O comportamento geral desta pluma já tinha sido estudado anteriormente por outros investigadores, porém a interacção entre as plumas que geram esta corrente e importância individual do Douro e do Minho nunca tinha sido abordada. “Este estudo demonstrou que o rio Douro tem um papel importante na estabilização da WIBP, tornando o escoamento para norte mais eficiente e diminuindo a geração de vórtices de pequena escala que, consequentemente diminuem o transporte de água de origem fluvial para o largo na zona costeira a norte do rio Minho”, acrescenta Magda Sousa. Desta forma, a pluma do rio Douro favorece indiretamente a intrusão de água doce nas Rias Baixas, em particular nas Rias de Vigo e de Pontevedra.
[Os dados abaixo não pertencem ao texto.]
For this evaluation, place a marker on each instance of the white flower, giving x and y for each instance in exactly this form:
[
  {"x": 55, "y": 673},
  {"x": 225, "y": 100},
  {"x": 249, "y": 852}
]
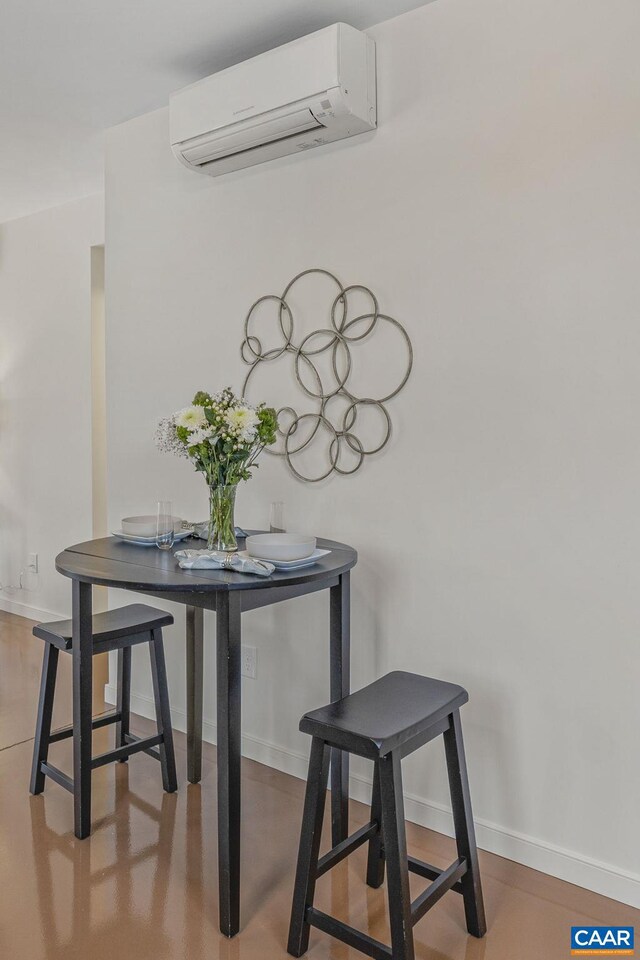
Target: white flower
[
  {"x": 200, "y": 436},
  {"x": 243, "y": 421},
  {"x": 191, "y": 418}
]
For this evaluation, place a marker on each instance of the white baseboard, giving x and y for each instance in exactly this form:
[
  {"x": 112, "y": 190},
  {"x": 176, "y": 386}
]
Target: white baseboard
[
  {"x": 30, "y": 613},
  {"x": 602, "y": 878}
]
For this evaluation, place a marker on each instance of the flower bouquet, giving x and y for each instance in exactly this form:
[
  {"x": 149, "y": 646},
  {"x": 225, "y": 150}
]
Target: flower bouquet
[{"x": 223, "y": 437}]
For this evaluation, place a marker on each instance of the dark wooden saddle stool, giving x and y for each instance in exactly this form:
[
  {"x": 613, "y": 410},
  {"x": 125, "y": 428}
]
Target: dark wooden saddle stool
[
  {"x": 114, "y": 630},
  {"x": 386, "y": 721}
]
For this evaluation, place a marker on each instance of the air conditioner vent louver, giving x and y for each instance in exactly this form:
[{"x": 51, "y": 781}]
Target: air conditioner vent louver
[{"x": 247, "y": 135}]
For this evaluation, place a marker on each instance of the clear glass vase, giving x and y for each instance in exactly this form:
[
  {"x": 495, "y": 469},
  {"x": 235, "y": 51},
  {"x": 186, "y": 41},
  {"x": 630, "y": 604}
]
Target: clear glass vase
[{"x": 222, "y": 501}]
Principais rios nacionais na mira dos cientistas
O estudo das plumas dos principais rios portugueses tem sido objecto de estudo no NMEC desde 2010, através da realização do projecto de investigação “Dinâmica Estuarina e Propagação de Plumas na Costa Portuguesa – Impactos de Alterações Climáticas” financiado pela Fundação para a Ciência e a Tecnologia. Deste projecto resultaram os primeiros avanços na modelação numérica e na observação por imagens de satélite das plumas dos rios Tejo e Douro e da Ria de Aveiro.
O trabalho teve continuidade na realização da tese de doutoramento da investigadora Magda Sousa, concluída em 2013 na UA, e desenvolvida em colaboração com investigadores da Universidade de Vigo. “Neste trabalho foi demonstrado que a intrusão da pluma estuarina do rio Minho provoca alterações significativas no padrão de circulação nas Rias Baixas, na Galiza, tendo ficado por investigar o seu efeito conjugado com a pluma do rio Douro, agora clarificado no âmbito da tese de doutoramento de Renato Mendes.